Les conditions sont en effet réunies pour franchir un pas décisif :

  • les collectivités locales ont pris la mesure du risque avéré de paralysie de leurs activités
  • leur contrainte financière va être telle (Bercy évoque une perte de recettes pour les collectivités de 14 Mds€ pour 2020-2021) qu’elles vont devoir trouver des sources d’économies. Or le « processus PC », à lui seul, est un énorme gisement de productivité et de progression de la-qualité.
  • L’Etat pourra s’appuyer sur cette prise de conscience locale pour dépasser les blocages politiques qui empêchaient jusqu’à présent d’avancer dans ce domaine, même si on peut souligner l’effort – à parfaire certes – sur la mise en ligne des PLU, via le géoportail de l’urbanisme.

En agissant dès maintenant, la digitalisation produira de la simplification - une simplification après laquelle nous courons depuis des années, sans résultat tangible. L’expérience montre en effet que pour digitaliser un processus métier, il faut faire sa réingénierie, donc reconsidérer chaque tâche à la lumière de son utilité. La digitalisation est l’ennemie des redondances, des circuits longs, des délais superflus, et c’est bien là ce contre quoi nous devons lutter de toutes nos forces.

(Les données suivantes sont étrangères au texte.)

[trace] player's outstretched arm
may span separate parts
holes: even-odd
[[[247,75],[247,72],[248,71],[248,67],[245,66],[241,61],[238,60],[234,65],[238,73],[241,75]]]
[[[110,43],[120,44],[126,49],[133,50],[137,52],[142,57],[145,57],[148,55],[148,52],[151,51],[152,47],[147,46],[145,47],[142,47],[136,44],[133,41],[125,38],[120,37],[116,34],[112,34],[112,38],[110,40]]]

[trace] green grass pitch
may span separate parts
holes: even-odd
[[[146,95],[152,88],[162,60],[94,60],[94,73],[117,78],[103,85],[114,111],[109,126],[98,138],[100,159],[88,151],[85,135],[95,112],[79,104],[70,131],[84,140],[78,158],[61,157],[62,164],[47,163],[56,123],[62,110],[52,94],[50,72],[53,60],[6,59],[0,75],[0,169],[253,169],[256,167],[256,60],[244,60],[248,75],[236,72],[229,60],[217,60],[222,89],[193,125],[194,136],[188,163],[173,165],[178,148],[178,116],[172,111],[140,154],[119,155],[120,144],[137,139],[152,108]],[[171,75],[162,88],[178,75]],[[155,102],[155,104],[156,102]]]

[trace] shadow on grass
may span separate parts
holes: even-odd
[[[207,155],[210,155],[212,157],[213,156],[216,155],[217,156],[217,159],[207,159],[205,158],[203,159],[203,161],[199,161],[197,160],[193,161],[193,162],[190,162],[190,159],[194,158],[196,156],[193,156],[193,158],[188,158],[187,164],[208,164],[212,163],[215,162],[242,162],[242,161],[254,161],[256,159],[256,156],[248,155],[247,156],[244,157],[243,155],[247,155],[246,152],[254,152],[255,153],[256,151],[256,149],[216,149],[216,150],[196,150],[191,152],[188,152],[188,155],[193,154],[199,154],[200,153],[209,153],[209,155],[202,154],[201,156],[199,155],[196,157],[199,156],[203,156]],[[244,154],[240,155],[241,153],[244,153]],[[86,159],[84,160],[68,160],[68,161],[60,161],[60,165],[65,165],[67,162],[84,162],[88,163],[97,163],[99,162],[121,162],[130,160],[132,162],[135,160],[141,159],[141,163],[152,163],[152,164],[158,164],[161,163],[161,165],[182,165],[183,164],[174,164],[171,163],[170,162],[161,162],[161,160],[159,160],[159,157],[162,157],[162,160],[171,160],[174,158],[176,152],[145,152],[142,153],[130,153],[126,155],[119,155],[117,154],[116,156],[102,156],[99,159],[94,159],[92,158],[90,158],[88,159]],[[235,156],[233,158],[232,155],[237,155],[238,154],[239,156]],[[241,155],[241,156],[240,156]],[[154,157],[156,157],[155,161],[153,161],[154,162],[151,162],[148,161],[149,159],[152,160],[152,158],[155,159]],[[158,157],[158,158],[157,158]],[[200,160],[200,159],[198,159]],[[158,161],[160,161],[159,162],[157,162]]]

La tâche est rude, comme le montre l’expérience heurtée de la dématérialisation de la signature des actes chez les notaires. Tous ceux qui s’y sont essayé pendant le confinement ont pu apprécier sa lourdeur, mais elle n’en est encore qu’à ses balbutiements. Elle va monter en puissance :  à nous de l’accompagner et de la compléter dans tous les champs de notre activité.